In September, at Moscow’s request, Germany began to supply Soviet Russia with fuel and weapons. In response to an urgent appeal for coal, the Foreign Office arranged in the second half of October for twenty-five German ships to sail for Petrograd with 70,000 tons of coal and coke. Only about one-half or less managed to reach its destination before the shipments were suspended because the two countries broke off relations. The fuel unloaded in Petrograd went to plants manufacturing weapons for the Red Army.214

In September, Ioffe requested 200,000 rifles, 500 million bullets, and 20,000 machine guns. Under pressure from the Foreign Office, Ludendorff gave his reluctant consent, after managing to remove machine guns from the list.

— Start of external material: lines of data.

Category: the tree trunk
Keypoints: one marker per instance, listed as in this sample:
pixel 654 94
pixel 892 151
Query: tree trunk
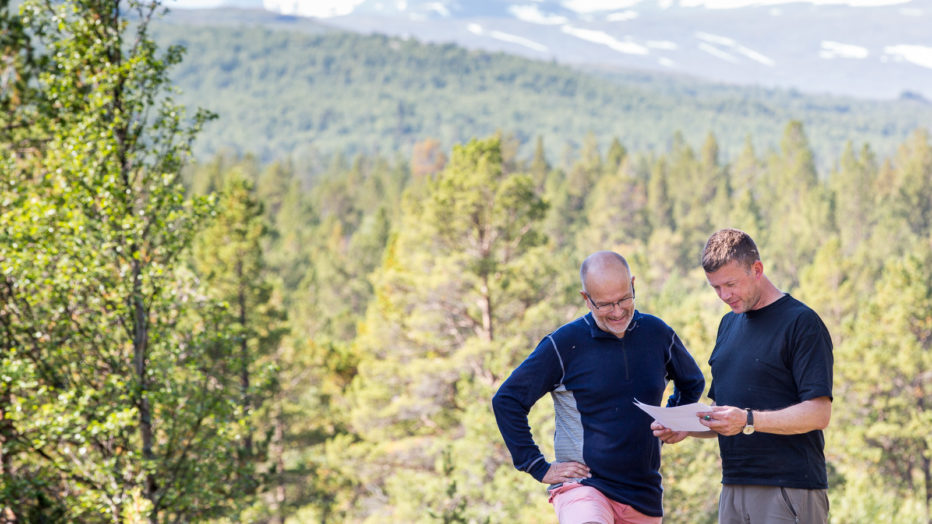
pixel 140 358
pixel 244 357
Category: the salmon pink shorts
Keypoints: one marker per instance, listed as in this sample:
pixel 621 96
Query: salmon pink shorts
pixel 576 504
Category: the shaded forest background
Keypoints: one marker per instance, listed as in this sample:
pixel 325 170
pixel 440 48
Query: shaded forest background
pixel 249 336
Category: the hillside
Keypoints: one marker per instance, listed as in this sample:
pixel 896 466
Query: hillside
pixel 284 86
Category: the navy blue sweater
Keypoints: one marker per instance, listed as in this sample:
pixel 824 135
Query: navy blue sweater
pixel 594 377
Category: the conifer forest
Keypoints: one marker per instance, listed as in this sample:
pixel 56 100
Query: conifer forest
pixel 245 335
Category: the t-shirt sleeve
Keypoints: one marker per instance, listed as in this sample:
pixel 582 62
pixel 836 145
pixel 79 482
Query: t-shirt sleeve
pixel 812 358
pixel 688 381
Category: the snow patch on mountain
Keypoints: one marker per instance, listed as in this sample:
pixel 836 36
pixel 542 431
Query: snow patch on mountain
pixel 830 49
pixel 914 54
pixel 601 37
pixel 710 40
pixel 533 15
pixel 477 29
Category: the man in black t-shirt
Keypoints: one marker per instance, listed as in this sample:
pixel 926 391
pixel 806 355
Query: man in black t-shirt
pixel 772 387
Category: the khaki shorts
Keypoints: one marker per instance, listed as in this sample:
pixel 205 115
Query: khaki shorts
pixel 744 504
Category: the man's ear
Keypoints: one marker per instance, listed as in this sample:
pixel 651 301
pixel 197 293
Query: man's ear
pixel 757 268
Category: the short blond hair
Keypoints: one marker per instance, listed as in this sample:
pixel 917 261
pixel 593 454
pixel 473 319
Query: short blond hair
pixel 726 245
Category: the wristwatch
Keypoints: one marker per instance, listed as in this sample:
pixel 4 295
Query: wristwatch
pixel 749 427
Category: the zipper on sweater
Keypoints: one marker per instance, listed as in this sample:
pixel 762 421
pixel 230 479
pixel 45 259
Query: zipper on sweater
pixel 786 498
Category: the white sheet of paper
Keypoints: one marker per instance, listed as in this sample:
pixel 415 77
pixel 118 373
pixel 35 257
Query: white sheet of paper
pixel 679 418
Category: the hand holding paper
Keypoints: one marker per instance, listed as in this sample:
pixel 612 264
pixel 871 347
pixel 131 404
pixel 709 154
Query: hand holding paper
pixel 679 418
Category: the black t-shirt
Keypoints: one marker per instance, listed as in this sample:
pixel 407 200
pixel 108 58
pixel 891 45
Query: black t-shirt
pixel 769 359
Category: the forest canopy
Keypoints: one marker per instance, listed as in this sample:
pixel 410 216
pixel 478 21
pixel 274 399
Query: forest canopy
pixel 243 336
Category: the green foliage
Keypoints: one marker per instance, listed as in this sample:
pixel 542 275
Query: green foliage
pixel 147 370
pixel 113 408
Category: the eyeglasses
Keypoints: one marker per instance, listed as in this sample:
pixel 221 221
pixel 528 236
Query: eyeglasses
pixel 610 306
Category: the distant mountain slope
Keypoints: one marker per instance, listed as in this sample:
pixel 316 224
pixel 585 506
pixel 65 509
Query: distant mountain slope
pixel 865 48
pixel 284 86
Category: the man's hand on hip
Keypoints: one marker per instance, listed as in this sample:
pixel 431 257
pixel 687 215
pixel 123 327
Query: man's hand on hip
pixel 566 471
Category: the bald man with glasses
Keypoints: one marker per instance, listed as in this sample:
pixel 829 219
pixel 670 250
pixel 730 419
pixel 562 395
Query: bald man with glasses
pixel 607 463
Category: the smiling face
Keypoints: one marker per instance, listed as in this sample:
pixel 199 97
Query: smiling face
pixel 738 285
pixel 609 294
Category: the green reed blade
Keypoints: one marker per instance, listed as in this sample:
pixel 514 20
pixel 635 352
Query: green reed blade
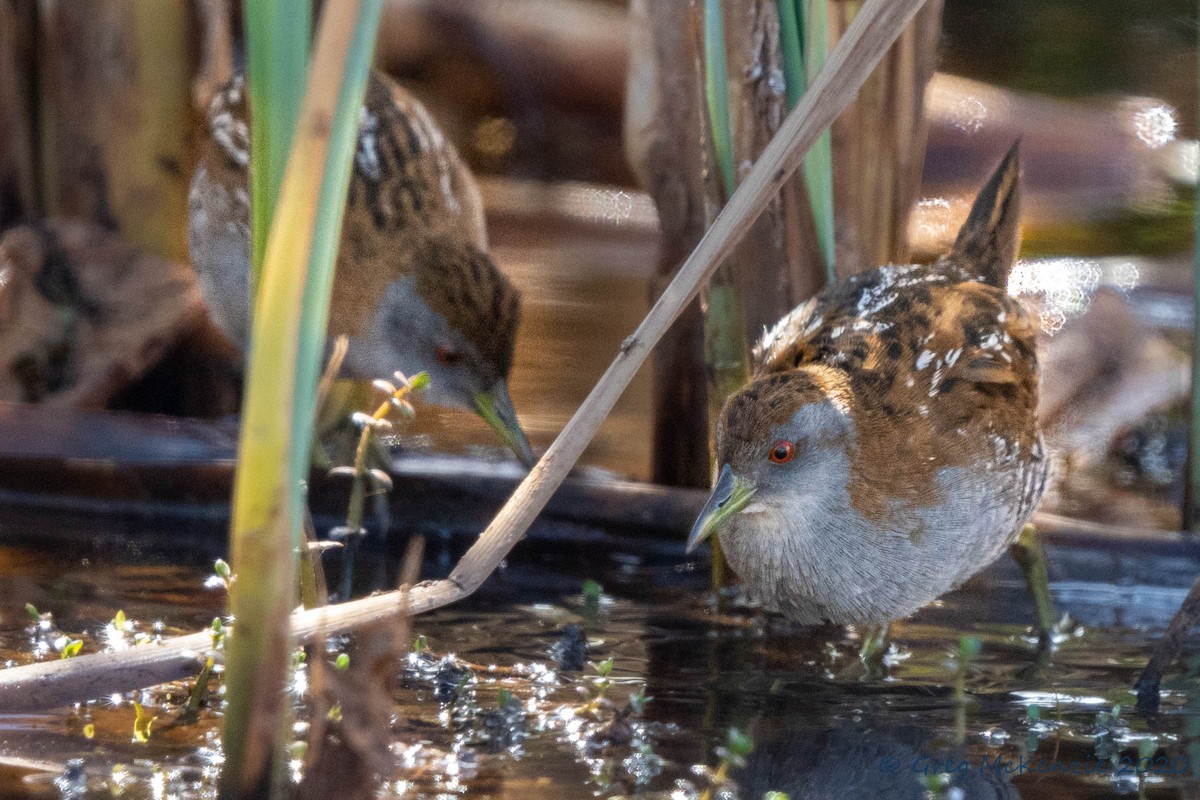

This deal did not materialize, due to the departure of Hintze and Chancellor Hertling: the new Chancellor, Prince Maximilian of Baden, was much less enthusiastic about a pro-Bolshevik policy.215

Despite the looming defeat of the Central Powers, Moscow punctiliously fulfilled the financial obligations of the Supplementary Treaty. On September 10, it shipped to Germany gold worth 250 million deutsche marks as the first payment of compensation, and on September 30, a second installment of 312.5 million deutsche marks, partly in gold and partly in rubles. The third installment, due on October 31, it did not pay because by then Germany was on the verge of surrendering.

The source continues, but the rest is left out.